Now we have urgent care, the community clinic, and new-and-improved emergency rooms.
The Affordable Care Act talks about supporting the primary care physician -- medicalese for your doctor -- but they are whistling past the graveyard. We'll never turn back the clock on this one, any more than a local hamburger stand is going to open in the age of McDonald's. The doctors in practice will play out their hand, and the generation they still serve will always swear by them, but folks under 40, when you ask them who their doctor is, will give you the name of a physician they have become attached to at the local clinic who is doing his community service to retire school loans and will be moving on next year.

Hospitals are soaking up young doctors for staff jobs. In the trade, these positions are called "hospitalists." The doctors pull 12-hour shifts, just like the nurses, and are on the payroll. Family doctors usually default to their services and often surgeons as well.

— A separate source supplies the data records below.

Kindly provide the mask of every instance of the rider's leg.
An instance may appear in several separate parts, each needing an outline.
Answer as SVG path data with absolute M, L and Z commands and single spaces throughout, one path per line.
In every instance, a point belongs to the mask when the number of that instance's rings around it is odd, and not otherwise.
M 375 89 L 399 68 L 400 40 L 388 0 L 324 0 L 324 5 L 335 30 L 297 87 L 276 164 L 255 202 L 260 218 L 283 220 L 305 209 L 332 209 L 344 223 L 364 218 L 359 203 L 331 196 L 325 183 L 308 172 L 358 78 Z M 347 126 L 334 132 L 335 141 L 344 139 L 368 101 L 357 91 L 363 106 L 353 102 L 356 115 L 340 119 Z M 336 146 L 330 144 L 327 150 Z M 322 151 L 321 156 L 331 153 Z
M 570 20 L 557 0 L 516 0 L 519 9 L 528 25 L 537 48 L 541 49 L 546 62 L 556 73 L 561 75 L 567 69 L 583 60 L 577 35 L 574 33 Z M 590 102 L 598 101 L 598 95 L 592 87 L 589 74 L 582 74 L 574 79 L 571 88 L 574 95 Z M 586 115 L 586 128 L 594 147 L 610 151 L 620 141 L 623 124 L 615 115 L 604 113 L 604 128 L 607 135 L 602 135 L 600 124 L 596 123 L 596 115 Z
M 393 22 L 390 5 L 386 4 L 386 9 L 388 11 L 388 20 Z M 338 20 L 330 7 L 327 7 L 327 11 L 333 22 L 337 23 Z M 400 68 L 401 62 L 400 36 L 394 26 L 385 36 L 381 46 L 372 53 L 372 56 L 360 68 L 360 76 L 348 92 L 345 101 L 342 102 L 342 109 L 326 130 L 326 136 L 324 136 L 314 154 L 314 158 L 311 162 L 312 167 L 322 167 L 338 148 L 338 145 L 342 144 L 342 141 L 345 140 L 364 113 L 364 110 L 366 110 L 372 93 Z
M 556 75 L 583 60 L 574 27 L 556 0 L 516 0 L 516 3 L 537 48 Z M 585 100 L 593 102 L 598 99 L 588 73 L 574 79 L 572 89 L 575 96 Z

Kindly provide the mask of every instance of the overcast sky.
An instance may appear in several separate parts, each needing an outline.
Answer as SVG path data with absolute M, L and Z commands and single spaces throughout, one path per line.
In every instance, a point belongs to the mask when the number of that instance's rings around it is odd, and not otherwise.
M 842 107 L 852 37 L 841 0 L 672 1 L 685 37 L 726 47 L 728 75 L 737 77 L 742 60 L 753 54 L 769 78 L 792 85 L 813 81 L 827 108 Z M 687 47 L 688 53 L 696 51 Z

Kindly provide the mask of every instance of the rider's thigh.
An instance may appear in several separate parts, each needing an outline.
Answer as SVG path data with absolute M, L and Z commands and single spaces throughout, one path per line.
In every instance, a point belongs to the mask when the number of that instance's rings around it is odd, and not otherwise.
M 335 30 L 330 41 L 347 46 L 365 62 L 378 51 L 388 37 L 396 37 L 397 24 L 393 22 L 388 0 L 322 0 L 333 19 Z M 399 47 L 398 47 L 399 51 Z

They are Johnny on the spot to make medication adjustments or quickly move a patient going sour to ICU. In my 17 years on the job, calling a primary physician at home at night for an order, say to get lab work in the morning, has incrementally shifted to calls to the hospitalist at hand, or even a face-to-face chat as they make their rounds. This is a good development for patients because they get full and timely treatment all through the night. It also leads to fewer physicians going into primary care... and fewer services to provide when they do.

Emergency room physicians have also emerged as a new breed, now working full time even in the rural "critical access hospitals," the small community hospitals with a helipad out back. Many of these facilities contract with agencies to staff their ERs round the clock with the professional ER doctor on 24-hour shifts. These ERs have morphed into emergency "departments" offering not just emergency services, but services of a 24/7 clinic. Diagnostic imaging and lab work is extensive. I first noticed this in Yuma, Ariz. the winter of 2006 as a traveling nurse at the local hospital. Many nights I did ER duty in the "line and lab" room where I would take blood samples and then attach a normal saline IV fluid line to patients who hadn't even seen a doctor yet! The average ER bill is now about $1,300.

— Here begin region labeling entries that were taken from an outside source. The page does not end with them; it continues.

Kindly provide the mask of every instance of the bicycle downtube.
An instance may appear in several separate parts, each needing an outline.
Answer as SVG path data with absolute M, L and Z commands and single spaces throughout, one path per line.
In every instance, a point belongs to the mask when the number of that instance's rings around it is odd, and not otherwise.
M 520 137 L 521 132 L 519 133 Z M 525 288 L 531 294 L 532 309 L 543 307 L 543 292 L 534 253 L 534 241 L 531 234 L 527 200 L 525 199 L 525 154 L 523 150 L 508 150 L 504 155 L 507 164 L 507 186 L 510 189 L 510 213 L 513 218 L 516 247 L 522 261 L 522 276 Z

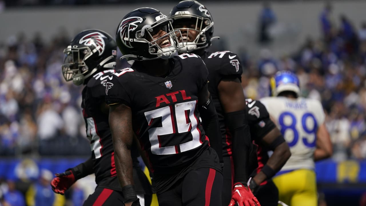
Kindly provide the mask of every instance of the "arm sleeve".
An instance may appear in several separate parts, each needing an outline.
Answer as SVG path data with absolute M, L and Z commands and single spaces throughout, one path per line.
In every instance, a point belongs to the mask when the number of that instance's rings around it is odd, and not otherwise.
M 208 82 L 208 70 L 202 59 L 200 57 L 199 59 L 199 60 L 197 64 L 198 68 L 196 71 L 199 71 L 197 81 L 197 88 L 199 91 L 201 91 L 203 87 Z
M 203 106 L 199 107 L 199 113 L 202 118 L 203 129 L 206 135 L 210 140 L 210 146 L 215 150 L 219 156 L 220 162 L 223 162 L 223 159 L 222 143 L 221 133 L 219 125 L 219 117 L 216 112 L 215 106 L 212 102 L 211 95 Z
M 250 128 L 251 133 L 255 133 L 252 138 L 259 140 L 276 127 L 276 125 L 270 119 L 267 109 L 261 102 L 257 100 L 247 99 L 246 103 L 248 123 Z M 256 139 L 257 138 L 258 139 Z
M 258 166 L 258 162 L 245 111 L 227 113 L 225 119 L 232 136 L 234 181 L 246 184 L 249 175 Z
M 122 103 L 131 107 L 131 98 L 125 85 L 128 85 L 127 74 L 120 77 L 111 74 L 112 80 L 105 84 L 105 102 L 108 105 Z
M 208 70 L 203 61 L 200 58 L 200 64 L 197 64 L 199 71 L 197 81 L 199 91 L 200 92 L 208 83 Z M 205 100 L 204 103 L 200 103 L 199 110 L 203 123 L 202 126 L 206 135 L 210 140 L 210 146 L 215 150 L 220 162 L 223 162 L 222 143 L 221 133 L 219 124 L 219 117 L 216 109 L 212 102 L 211 95 L 208 99 Z
M 90 158 L 76 167 L 69 168 L 66 171 L 69 170 L 72 171 L 75 176 L 75 179 L 77 180 L 94 173 L 94 170 L 93 170 L 93 159 Z
M 217 71 L 221 79 L 225 77 L 237 78 L 241 82 L 243 66 L 238 55 L 232 52 L 225 54 L 221 59 L 220 69 Z M 221 79 L 218 80 L 220 82 Z

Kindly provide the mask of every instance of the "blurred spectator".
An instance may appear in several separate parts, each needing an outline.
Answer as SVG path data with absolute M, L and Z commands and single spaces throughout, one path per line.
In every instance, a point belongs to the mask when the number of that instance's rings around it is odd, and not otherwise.
M 341 35 L 344 42 L 344 50 L 348 55 L 353 55 L 358 51 L 357 33 L 351 21 L 344 14 L 340 16 Z
M 31 186 L 26 195 L 28 206 L 50 206 L 55 205 L 55 196 L 50 183 L 53 175 L 49 170 L 42 169 L 38 182 Z M 61 203 L 57 202 L 62 205 Z
M 361 25 L 361 29 L 358 32 L 358 38 L 360 41 L 366 41 L 366 22 L 363 22 Z
M 7 181 L 8 191 L 4 195 L 4 199 L 11 206 L 26 206 L 24 196 L 15 189 L 15 183 L 12 180 Z
M 11 206 L 4 199 L 4 194 L 0 190 L 0 206 Z
M 261 44 L 269 43 L 272 40 L 269 29 L 276 21 L 276 15 L 267 1 L 263 3 L 263 8 L 259 17 L 258 40 Z
M 331 38 L 333 23 L 332 19 L 332 7 L 330 1 L 327 2 L 320 17 L 323 37 L 326 42 Z
M 40 106 L 37 120 L 38 135 L 41 140 L 56 137 L 64 126 L 62 119 L 53 108 L 50 100 L 45 101 Z

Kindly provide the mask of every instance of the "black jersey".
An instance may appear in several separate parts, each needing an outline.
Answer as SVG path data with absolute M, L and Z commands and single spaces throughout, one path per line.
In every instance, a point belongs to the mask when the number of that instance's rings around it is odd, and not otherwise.
M 269 159 L 268 148 L 261 143 L 262 139 L 276 127 L 271 120 L 267 109 L 262 103 L 251 99 L 246 99 L 248 123 L 250 128 L 250 136 L 254 143 L 258 145 L 257 156 L 258 167 L 256 173 L 259 172 Z M 266 182 L 263 183 L 265 184 Z
M 207 82 L 207 69 L 194 54 L 169 61 L 165 78 L 140 72 L 135 63 L 110 76 L 106 88 L 108 104 L 123 103 L 131 108 L 133 130 L 147 152 L 156 177 L 179 173 L 209 147 L 197 102 Z M 208 158 L 200 166 L 219 169 L 216 161 Z
M 231 136 L 225 125 L 225 113 L 219 99 L 217 87 L 223 78 L 237 78 L 241 81 L 243 69 L 238 55 L 229 51 L 205 51 L 202 59 L 208 70 L 208 90 L 219 117 L 219 123 L 223 138 L 223 155 L 231 155 Z
M 101 110 L 102 104 L 105 102 L 105 85 L 108 75 L 115 71 L 114 69 L 106 70 L 90 78 L 83 89 L 81 107 L 87 137 L 90 143 L 96 183 L 98 187 L 120 191 L 115 166 L 108 115 Z M 138 164 L 138 153 L 135 150 L 131 153 L 134 164 Z

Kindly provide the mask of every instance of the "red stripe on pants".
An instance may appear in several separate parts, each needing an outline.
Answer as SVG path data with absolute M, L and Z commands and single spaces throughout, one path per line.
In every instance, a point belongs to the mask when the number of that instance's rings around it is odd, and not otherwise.
M 111 196 L 111 194 L 113 192 L 112 190 L 105 188 L 102 191 L 100 194 L 98 196 L 98 198 L 94 202 L 94 204 L 93 204 L 93 206 L 102 206 L 103 204 L 107 200 L 108 198 Z
M 213 184 L 213 180 L 215 179 L 216 175 L 216 170 L 212 168 L 210 168 L 210 172 L 209 172 L 208 177 L 207 177 L 207 182 L 206 182 L 205 206 L 209 206 L 210 205 L 211 191 L 212 190 L 212 185 Z

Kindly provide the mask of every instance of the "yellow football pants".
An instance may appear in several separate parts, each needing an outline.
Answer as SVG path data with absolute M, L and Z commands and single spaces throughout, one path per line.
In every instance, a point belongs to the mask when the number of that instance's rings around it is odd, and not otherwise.
M 278 188 L 280 201 L 290 206 L 317 206 L 315 172 L 298 169 L 275 176 L 273 181 Z

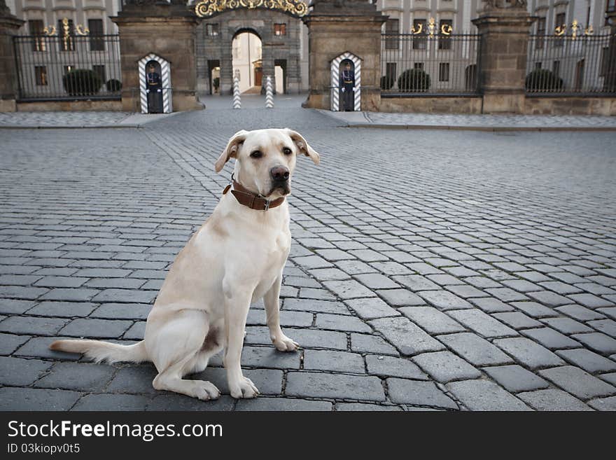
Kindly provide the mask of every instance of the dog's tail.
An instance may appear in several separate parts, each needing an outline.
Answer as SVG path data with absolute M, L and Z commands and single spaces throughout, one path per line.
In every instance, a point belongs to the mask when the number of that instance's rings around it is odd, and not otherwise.
M 119 345 L 101 340 L 56 340 L 49 348 L 57 351 L 81 353 L 97 363 L 118 361 L 141 363 L 150 361 L 144 340 L 133 345 Z

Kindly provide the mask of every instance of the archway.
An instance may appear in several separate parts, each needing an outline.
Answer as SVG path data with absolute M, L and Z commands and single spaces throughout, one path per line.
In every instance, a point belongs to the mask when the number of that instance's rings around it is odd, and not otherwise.
M 261 38 L 245 29 L 238 31 L 231 42 L 233 78 L 239 81 L 239 92 L 259 94 L 263 76 Z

The primary care physician, on the other hand, tracked your blood pressure, weight, immunizations, cholesterol levels and other routine blood work. This baseline data is a tool in forming a diagnosis and long range plan of care. Not to mention that he witnessed you going through life's developmental stages, knew the drug-addicted and hypochondriacs and who wouldn't come in to the office unless they were on death's door. A visit to the doctor's office added up to quality care at reasonable rates ($95 to $265).

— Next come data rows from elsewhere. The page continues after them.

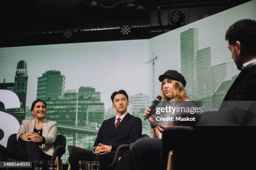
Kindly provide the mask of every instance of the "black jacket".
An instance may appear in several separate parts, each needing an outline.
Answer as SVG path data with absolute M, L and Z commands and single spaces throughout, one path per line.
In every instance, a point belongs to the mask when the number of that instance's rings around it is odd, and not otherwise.
M 112 152 L 123 144 L 130 144 L 141 137 L 141 120 L 129 113 L 124 117 L 114 130 L 115 117 L 103 121 L 100 128 L 94 147 L 99 143 L 112 146 Z
M 256 65 L 245 68 L 241 71 L 223 100 L 256 100 Z

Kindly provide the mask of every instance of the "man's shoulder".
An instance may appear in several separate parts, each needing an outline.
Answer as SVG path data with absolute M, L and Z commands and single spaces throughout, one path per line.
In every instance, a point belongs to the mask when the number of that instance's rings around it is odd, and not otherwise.
M 107 119 L 106 120 L 103 120 L 103 122 L 105 122 L 105 123 L 108 123 L 109 122 L 112 122 L 115 120 L 115 117 L 113 117 L 111 118 L 110 118 L 108 119 Z
M 141 121 L 141 118 L 139 118 L 138 117 L 136 117 L 136 116 L 133 116 L 133 115 L 130 115 L 130 118 L 133 120 L 135 120 L 135 121 Z
M 25 119 L 23 120 L 22 120 L 22 123 L 25 124 L 25 125 L 28 125 L 29 123 L 30 123 L 30 122 L 31 122 L 31 121 L 32 121 L 33 120 L 33 119 Z

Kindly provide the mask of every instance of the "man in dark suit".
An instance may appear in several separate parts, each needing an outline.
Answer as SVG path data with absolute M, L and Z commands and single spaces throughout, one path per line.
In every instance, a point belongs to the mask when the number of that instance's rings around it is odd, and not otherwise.
M 215 114 L 204 113 L 201 120 L 253 125 L 250 122 L 256 117 L 256 102 L 249 101 L 256 100 L 256 22 L 249 19 L 237 21 L 227 31 L 225 39 L 231 58 L 241 72 L 228 91 L 219 111 Z M 211 116 L 215 119 L 212 119 Z
M 240 20 L 227 31 L 232 58 L 241 70 L 224 101 L 253 101 L 256 95 L 256 22 Z
M 232 125 L 245 125 L 256 116 L 253 112 L 256 110 L 256 105 L 247 103 L 245 104 L 248 105 L 245 106 L 244 102 L 243 105 L 240 102 L 241 101 L 256 100 L 256 22 L 251 20 L 236 22 L 227 31 L 225 39 L 228 41 L 228 48 L 231 51 L 232 58 L 241 71 L 228 92 L 224 102 L 217 112 L 206 112 L 202 115 L 197 114 L 182 115 L 184 117 L 197 116 L 200 119 L 198 123 L 202 122 L 204 125 L 207 125 L 207 123 L 217 125 L 220 122 L 225 125 L 228 123 Z M 230 102 L 225 103 L 225 101 L 228 101 Z M 234 102 L 232 103 L 230 101 Z M 244 108 L 247 106 L 242 119 L 238 116 L 238 114 L 241 115 L 241 110 L 238 109 L 237 107 L 241 104 L 243 105 Z M 252 112 L 250 110 L 254 112 Z M 186 123 L 183 125 L 187 125 Z M 184 140 L 179 141 L 180 138 L 174 138 L 172 136 L 165 136 L 164 131 L 163 135 L 164 142 L 156 139 L 138 140 L 131 151 L 135 169 L 156 169 L 156 167 L 166 169 L 167 159 L 171 150 L 174 150 L 177 160 L 174 165 L 179 169 L 254 169 L 256 168 L 256 148 L 252 147 L 255 145 L 255 140 L 252 140 L 253 135 L 246 136 L 245 132 L 241 129 L 230 130 L 231 128 L 235 127 L 226 127 L 228 128 L 209 126 L 206 128 L 205 127 L 195 126 L 192 132 L 193 133 L 194 130 L 196 132 L 196 135 L 193 134 L 194 138 L 187 138 L 189 145 L 180 144 L 184 144 Z M 188 132 L 188 134 L 189 134 Z M 188 134 L 183 134 L 182 138 L 191 137 Z M 210 146 L 202 147 L 200 142 L 202 141 Z M 220 142 L 220 141 L 221 142 Z M 175 145 L 174 143 L 179 144 Z M 191 149 L 195 150 L 191 152 Z M 248 152 L 249 150 L 250 152 Z M 155 153 L 155 156 L 143 159 L 147 153 Z M 189 159 L 183 160 L 185 156 L 182 155 L 190 157 Z M 193 164 L 188 163 L 188 161 Z
M 119 146 L 130 144 L 141 138 L 141 120 L 127 112 L 129 103 L 126 92 L 123 90 L 115 92 L 111 98 L 113 107 L 116 110 L 115 116 L 103 121 L 91 150 L 80 149 L 69 156 L 72 169 L 78 169 L 79 160 L 100 161 L 100 169 L 105 169 Z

The trend away from primary care physicians has been so abrupt that Beltway theorists cannot be blamed for having missed it. Even in the interval between the debates of 2009 over health care and today, things have moved radically away from the traditional doctor's office and toward the one stop shop of other treatment on demand venues. This explains why the Affordable Care Act (see Title V, Subtitle F, Section 5501) wistfully supposes it can mandate a reversal of momentum back to Marcus Welby, M.D.

Private practices will not disappear, but increasingly they will become a niche to provide good old fashioned service to the generation in the habit of "going to see my doctor," while the more mobile young have already discovered the instant gratification of clinics and particularly the ERs. They have also discovered that a third party payer usually takes care of the bill.